Wenn es so etwas wie eine Bildungsoffensive gibt, dann findet sie in Indien (und vermutlich in anderen Ländern wie China) statt. In jedem von meinen bisherigen Interviews wurde die Bildung erwähnt. Wurde ich schon vor 20 Jahren auf meinen Ausbildungsgrad angesprochen (bachelior or master), so kann heute in Indien so ziemlich jeder Abschluss und jedes Diplom gemacht werden. An den Strassenrändern und in den Zeitungen buhlen die verschiedenen Anbieter (seit ein paar privatisiert) mit ihren Zertifikaten BBA, BCA, MBA, MCA, BScIT, MScIT, PGDBA, MScCs, Ph.D, M.Tech, B.Tech usw. Manche Ausbildungen haben internationales Niveau und sind direkt von einer der englischen oder amerikanischen Top-Universitäten approbiiert. Wer einen solchen Titel hat, kann nicht nur ohne Wechsel sonstwo auf der Welt weiter studieren (was mit Schweizer Abschlüssen nicht so ohne weiteres möglich ist), sondern ist auch als Lehrperson anerkannt. Diese Bildungsangebote werden nicht nur angeboten, sondern auch fleissig genutzt.
Mit Bildung lässt sich sehr viel Geld verdienen. Bildung wird hier vor allem als Auswendiglernen und Nachvollziehen verstanden. Ein Englisch-Professor hat mir kritisch erklärt, dass er jährlich die Lizenz für seine Lehrtätigkeit erneuern muss. In einem Test muss er offene Fragen beantworten. Diese Antworten werden mit der Standart-Formulierung von zehn Experten verglichen. Stimmt die wörtliche Formulierung nicht überein, gilt die Frage als falsch beantwortet.

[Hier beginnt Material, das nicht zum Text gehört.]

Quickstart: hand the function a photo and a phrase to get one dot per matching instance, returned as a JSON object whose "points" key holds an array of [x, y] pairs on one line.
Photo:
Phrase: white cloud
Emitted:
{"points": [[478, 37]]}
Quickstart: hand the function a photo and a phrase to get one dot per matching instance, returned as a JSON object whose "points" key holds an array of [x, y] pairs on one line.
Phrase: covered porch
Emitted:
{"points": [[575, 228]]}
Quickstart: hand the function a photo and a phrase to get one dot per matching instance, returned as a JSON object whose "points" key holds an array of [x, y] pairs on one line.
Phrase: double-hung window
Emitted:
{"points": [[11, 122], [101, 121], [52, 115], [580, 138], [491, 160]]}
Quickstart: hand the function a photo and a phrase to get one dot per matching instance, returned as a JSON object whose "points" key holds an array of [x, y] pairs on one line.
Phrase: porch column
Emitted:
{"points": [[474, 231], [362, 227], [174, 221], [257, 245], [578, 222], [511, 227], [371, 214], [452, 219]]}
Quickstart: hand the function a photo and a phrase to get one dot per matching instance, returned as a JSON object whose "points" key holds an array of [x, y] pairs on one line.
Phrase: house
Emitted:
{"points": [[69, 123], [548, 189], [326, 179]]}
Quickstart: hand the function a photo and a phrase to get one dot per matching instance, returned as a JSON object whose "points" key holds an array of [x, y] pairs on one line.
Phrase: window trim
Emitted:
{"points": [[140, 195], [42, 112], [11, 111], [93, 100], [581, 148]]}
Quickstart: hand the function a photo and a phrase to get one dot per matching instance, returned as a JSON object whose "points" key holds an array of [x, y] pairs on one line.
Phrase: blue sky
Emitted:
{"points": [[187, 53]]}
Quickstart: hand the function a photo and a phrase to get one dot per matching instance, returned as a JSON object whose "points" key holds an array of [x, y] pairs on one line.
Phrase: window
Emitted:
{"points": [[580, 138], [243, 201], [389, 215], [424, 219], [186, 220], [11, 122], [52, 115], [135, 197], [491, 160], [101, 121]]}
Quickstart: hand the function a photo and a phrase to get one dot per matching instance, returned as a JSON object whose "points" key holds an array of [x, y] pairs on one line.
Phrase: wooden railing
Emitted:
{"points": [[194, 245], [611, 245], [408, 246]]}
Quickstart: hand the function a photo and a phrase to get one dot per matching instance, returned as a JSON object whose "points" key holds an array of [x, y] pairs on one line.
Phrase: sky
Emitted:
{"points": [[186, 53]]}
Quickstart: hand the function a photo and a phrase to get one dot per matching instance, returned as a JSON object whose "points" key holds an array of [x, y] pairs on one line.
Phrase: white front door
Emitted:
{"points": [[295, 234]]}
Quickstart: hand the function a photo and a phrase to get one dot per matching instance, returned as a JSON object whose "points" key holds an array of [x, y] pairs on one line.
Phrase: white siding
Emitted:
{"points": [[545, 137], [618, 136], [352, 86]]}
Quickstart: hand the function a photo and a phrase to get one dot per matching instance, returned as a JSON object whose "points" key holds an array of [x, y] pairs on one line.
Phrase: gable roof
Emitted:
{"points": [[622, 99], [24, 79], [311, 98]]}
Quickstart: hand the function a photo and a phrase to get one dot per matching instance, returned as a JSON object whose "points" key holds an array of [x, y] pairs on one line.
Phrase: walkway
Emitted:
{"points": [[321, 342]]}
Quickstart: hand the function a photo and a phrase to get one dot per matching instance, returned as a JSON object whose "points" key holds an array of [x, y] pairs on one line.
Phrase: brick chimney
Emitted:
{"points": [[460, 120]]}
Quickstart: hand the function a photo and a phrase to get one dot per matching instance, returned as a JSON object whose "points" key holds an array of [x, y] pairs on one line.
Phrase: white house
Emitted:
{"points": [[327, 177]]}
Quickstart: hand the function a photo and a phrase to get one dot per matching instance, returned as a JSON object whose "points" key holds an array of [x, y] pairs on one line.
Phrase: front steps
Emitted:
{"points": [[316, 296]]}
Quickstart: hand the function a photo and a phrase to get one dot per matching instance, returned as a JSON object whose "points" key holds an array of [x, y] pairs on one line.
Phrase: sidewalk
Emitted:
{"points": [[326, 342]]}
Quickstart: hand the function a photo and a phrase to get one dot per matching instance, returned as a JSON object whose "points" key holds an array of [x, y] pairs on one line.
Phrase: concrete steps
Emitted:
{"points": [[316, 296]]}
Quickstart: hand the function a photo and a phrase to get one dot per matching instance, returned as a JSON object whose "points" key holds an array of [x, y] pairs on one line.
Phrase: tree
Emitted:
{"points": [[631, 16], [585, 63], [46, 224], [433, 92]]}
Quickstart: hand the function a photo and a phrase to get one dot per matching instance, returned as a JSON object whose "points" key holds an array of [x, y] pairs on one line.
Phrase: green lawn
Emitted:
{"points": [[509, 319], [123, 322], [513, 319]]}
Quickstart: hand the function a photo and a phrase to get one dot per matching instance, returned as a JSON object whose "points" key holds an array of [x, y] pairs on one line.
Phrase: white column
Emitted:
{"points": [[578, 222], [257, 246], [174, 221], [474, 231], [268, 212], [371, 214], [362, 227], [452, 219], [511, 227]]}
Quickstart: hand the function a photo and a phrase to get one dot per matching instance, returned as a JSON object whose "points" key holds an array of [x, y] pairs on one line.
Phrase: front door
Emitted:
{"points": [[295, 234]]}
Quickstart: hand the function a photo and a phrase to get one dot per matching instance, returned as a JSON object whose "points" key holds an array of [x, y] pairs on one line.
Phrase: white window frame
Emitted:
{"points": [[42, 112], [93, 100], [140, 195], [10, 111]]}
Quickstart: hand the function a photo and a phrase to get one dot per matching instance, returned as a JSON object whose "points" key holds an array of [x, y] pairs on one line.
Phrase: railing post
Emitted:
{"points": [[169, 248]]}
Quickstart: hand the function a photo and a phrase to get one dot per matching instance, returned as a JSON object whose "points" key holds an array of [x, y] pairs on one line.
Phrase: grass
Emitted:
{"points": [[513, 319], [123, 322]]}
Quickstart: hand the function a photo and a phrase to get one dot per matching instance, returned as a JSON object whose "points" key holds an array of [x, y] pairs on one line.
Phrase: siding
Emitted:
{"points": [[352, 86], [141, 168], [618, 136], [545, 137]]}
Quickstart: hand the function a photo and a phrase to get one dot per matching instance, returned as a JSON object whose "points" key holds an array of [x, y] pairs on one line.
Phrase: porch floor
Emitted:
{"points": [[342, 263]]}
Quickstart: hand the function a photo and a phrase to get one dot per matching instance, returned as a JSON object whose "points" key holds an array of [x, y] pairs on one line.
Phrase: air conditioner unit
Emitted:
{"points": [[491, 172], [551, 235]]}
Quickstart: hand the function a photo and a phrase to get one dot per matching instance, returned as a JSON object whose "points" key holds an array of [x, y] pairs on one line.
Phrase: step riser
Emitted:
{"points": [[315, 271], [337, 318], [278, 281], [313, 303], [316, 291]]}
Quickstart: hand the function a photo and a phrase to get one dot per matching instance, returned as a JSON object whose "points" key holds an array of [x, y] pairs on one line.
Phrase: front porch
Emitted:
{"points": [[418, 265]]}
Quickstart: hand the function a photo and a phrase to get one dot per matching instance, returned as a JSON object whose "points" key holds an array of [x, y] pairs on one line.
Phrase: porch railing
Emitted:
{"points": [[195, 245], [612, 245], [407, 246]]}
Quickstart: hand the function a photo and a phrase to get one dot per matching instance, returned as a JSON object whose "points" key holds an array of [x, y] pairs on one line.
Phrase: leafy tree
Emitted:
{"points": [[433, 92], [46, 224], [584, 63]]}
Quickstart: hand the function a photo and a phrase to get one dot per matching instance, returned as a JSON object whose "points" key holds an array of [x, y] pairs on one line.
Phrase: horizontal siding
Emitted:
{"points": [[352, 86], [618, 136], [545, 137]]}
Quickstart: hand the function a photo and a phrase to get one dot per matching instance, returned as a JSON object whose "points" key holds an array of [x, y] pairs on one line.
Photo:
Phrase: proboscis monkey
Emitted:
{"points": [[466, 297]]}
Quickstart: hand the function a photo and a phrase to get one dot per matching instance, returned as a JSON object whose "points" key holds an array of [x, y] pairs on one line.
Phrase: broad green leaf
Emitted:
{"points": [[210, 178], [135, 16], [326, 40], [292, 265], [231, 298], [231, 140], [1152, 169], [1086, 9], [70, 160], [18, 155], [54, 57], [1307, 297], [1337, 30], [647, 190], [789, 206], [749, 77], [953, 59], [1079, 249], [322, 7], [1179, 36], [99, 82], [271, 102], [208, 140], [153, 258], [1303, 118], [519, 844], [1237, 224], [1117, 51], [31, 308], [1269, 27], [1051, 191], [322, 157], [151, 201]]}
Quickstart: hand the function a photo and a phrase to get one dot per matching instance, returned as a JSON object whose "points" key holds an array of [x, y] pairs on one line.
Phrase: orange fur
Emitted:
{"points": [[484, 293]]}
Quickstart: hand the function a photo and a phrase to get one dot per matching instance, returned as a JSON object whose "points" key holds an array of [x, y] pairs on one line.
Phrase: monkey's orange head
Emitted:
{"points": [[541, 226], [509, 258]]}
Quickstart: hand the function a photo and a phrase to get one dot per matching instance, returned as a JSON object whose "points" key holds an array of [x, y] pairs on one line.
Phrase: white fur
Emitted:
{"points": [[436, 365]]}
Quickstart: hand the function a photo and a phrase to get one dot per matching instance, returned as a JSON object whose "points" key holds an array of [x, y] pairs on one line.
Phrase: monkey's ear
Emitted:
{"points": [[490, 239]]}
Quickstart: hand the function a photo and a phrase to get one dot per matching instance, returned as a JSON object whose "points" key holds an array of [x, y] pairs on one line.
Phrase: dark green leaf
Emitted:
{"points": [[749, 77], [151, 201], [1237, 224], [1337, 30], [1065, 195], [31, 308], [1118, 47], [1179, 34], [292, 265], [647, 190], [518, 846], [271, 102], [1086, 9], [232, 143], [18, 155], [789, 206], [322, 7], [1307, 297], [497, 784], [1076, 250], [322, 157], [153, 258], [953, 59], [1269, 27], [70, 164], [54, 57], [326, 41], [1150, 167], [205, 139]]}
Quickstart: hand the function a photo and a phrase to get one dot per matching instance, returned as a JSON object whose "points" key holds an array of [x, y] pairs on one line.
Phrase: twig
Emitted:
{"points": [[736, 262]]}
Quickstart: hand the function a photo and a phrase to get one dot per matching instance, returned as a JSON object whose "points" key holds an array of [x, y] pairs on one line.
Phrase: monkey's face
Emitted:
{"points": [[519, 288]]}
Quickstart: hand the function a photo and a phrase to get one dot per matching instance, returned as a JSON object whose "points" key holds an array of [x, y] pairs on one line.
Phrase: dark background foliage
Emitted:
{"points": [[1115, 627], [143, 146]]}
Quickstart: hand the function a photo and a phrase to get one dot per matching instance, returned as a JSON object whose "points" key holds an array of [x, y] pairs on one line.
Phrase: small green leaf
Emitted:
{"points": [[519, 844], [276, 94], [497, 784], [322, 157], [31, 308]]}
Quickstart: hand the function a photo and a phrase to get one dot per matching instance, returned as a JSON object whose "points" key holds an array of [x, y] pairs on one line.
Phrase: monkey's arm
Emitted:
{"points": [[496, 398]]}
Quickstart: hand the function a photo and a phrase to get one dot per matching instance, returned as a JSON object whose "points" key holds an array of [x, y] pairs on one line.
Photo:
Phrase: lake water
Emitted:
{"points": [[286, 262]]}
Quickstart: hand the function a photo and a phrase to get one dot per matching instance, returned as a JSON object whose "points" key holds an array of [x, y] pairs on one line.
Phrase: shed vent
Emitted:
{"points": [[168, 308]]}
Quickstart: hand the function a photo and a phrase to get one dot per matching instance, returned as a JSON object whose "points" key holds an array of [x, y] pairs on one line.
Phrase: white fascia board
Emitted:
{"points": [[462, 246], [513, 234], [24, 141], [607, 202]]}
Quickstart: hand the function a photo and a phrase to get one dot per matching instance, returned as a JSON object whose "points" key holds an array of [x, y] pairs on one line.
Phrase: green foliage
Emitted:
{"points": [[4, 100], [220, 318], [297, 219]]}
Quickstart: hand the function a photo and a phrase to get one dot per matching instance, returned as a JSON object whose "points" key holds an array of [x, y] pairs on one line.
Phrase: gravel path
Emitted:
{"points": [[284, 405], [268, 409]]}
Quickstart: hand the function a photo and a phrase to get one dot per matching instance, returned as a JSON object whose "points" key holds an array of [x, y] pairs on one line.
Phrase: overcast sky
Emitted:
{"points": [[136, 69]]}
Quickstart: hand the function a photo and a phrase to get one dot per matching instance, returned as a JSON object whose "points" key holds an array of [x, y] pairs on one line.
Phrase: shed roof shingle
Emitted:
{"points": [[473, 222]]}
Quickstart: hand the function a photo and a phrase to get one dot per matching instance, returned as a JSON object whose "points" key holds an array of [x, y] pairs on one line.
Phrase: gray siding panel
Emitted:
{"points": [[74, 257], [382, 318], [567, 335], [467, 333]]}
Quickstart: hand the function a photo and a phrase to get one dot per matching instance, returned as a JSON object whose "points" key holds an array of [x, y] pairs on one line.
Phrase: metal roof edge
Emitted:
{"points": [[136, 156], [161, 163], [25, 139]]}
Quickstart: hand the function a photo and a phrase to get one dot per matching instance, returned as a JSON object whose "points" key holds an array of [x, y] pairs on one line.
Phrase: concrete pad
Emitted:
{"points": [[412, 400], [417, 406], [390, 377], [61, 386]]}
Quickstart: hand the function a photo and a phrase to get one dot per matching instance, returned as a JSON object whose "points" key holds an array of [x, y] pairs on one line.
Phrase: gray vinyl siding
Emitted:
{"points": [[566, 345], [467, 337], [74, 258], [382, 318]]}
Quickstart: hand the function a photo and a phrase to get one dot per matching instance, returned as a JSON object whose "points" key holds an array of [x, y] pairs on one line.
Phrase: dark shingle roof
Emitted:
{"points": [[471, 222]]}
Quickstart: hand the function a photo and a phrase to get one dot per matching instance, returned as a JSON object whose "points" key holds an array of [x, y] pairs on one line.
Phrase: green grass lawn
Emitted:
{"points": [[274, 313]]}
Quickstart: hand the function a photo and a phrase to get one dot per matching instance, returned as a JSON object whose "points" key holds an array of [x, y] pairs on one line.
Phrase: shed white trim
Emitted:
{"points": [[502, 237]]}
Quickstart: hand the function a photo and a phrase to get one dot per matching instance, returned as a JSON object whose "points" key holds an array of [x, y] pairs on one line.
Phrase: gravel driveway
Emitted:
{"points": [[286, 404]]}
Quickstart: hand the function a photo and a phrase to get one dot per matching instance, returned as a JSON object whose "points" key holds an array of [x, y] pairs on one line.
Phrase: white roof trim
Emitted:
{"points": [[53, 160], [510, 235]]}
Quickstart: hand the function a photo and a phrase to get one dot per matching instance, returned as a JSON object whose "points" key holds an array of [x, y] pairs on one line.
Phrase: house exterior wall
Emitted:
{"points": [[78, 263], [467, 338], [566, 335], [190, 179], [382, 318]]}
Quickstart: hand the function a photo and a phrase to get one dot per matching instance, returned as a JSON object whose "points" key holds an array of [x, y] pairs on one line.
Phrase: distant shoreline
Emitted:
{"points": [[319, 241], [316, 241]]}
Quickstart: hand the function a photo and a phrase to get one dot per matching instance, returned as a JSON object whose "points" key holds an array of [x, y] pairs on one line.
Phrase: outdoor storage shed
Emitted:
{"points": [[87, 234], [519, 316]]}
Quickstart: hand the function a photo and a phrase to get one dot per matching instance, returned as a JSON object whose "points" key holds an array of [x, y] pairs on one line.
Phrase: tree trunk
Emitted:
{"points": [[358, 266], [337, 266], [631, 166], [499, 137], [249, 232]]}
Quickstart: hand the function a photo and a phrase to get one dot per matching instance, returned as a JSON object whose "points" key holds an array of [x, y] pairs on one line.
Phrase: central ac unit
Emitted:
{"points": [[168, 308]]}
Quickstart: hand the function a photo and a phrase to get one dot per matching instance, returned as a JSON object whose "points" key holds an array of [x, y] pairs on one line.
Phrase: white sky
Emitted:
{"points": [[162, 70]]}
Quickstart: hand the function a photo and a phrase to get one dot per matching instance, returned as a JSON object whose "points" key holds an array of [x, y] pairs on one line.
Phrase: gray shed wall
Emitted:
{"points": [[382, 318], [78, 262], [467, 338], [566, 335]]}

Aus Schweizer Sicht werden aber die handwerklichen Berufe vernachlässigt. In Indien gibt es keine Berufslehre. Die Steinbearbeiter, Mechaniker, Elektriker, Sanitäre usw. arbeiten auch entsprechend schlecht. Oft habe ich Mühe, genau hin zu schauen. Die schönsten Marmorplatten, Waschbecken, Tropenhölzer werden schon zerkratzt, angebrochen, aufgerauht und wieder geflickt, noch bevor sie verbaut sind.
Indien ist auf dem besten Weg, den Europäern die Arbeiten mit hoher Bildung abzunehmen. Uns bleibt dann die Uhrmacherkunst...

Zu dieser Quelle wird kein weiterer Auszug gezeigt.